ABPM can help to give a clear picture of how your blood pressure changes over the course of a day.
You should continue with your normal daily activities during the test, although you must avoid getting the equipment wet.
Understanding your blood pressure reading
Blood pressure is measured in millimetres of mercury (mmHg) and is given as two figures:
- systolic pressure – the pressure when your heart pushes blood out
- diastolic pressure – the pressure when your heart rests between beats
For example, if your blood pressure is "140 over 90" or 140/90mmHg, it means you have a systolic pressure of 140mmHg and a diastolic pressure of 90mmHg.
As a general guide:
- normal blood pressure is considered to be between 90/60mmHg and 120/80mmHg
- high blood pressure is considered to be 140/90mmHg or higher
- low blood pressure is considered to be 90/60mmHg or lower
A blood pressure reading between 120/80mmHg and 140/90mmHg could mean you're at risk of developing high blood pressure if you don't take steps to keep your blood pressure under control.

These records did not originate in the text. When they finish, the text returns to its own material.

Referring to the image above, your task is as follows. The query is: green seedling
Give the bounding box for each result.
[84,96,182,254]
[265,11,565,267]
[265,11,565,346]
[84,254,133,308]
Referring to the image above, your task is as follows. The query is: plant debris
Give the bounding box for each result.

Controlling your blood pressure
If your blood pressure is found to be too high or too low, your GP or the healthcare professional performing the test can advise you about ways to control it.
This may involve:
- adopting a healthy, balanced diet and restricting your salt intake
- getting regular exercise
- cutting down on alcohol
- losing weight
- stopping smoking
- taking medication, such as angiotensin-converting enzyme (ACE) inhibitors or calcium channel blockers
In some cases, you may be referred to a doctor such as a cardiologist (heart specialist) to discuss treatment options.